'Why?' asked the little girl, for aunty seldom interfered in her arrangement of the quilt.
'It will look pretty, and match the other three squares that are going at the corners of that middle piece.'
'Well, I will,' and Patty sewed away, wondering at this sudden interest in her work, and why Aunt Pen laughed to herself as she put away the ammonia bottle.
These are two of the naughty little things that got worked into the quilt; but there were good ones also, and Aunt Pen's sharp eyes saw them all.
At the window of a house opposite, Patty often saw a little girl who sat there playing with an old doll or a torn book. She never seemed to run about or go out, and Patty often wondered if she was sick, she looked so thin and sober, and was so quiet. Patty began by making faces at her for fun, but the little girl only smiled back, and nodded so good-naturedly that Patty was ashamed of herself.
'Is that girl over there poor?' she asked suddenly as she watched her one day.
'Very poor: her mother takes in sewing, and the child is lame,' answered Aunt Pen, without looking up from the letter she was writing.

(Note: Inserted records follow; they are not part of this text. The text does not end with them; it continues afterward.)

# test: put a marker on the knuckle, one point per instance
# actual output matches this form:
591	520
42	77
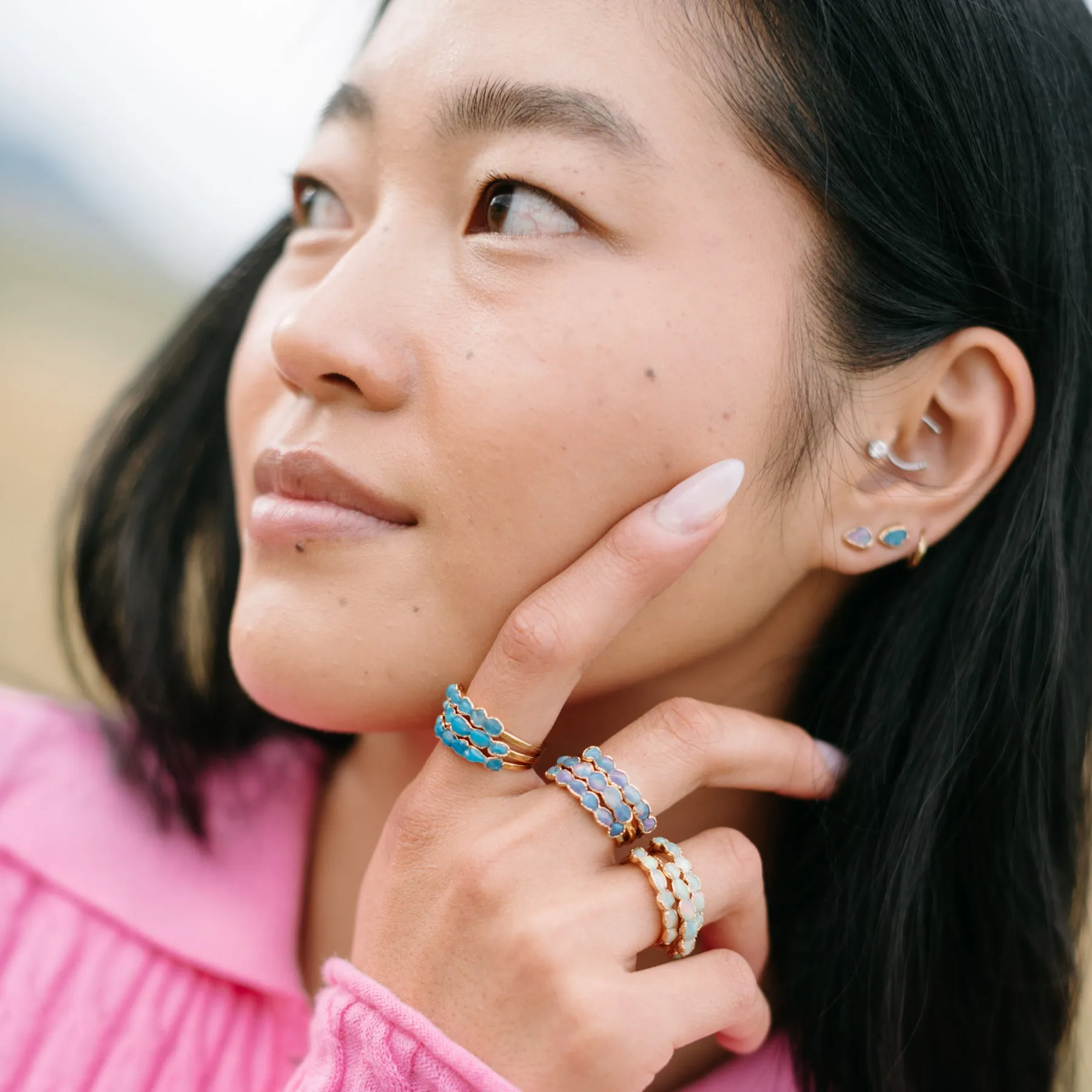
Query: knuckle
741	986
627	554
483	876
746	863
414	824
532	638
687	722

'Her doll is nothing but an old shawl tied round with a string, and she don't seem to have but one book. Wonder if she'd like to have me come and play with her,' said Patty to herself, as she stood her own big doll in the window, and nodded back at the girl, who bobbed up and down in her chair with delight at this agreeable prospect.

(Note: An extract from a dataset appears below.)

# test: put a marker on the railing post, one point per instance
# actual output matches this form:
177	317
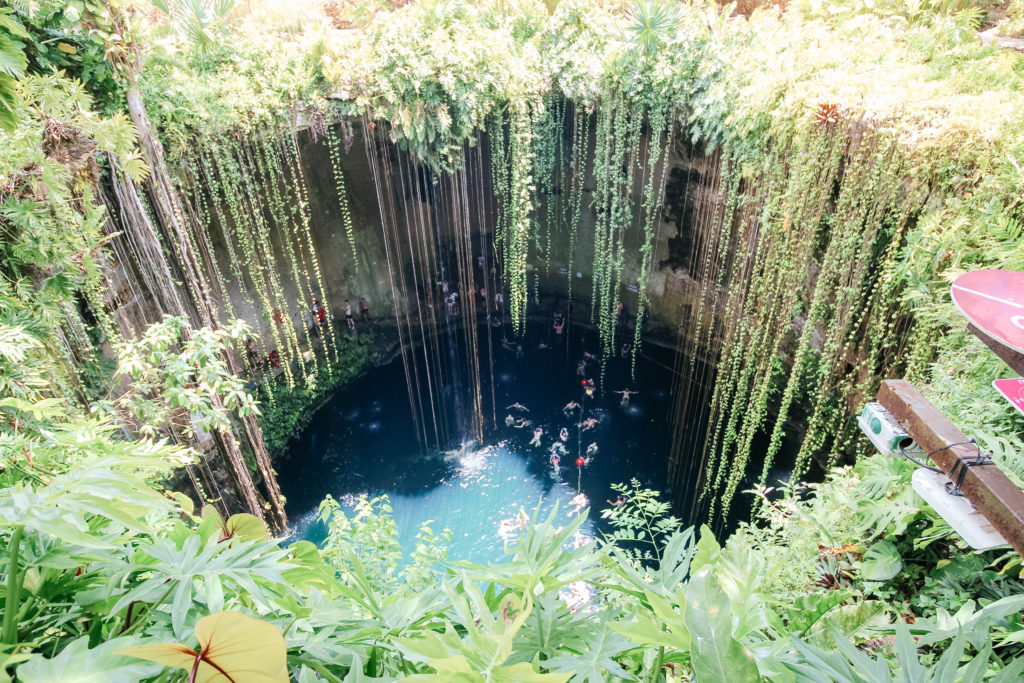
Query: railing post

'You can go and see her some day if you like,' said Aunt Pen, scribbling away.
Patty said no more then, but later in the afternoon she remembered this permission, and resolved to try if aunty would find out her good doings as well as her bad ones. So, tucking Blanch Augusta Arabella Maud under one arm, her best picture-book under the other, and gathering a little nosegay of her own flowers, she slipped across the road, knocked, and marched boldly upstairs.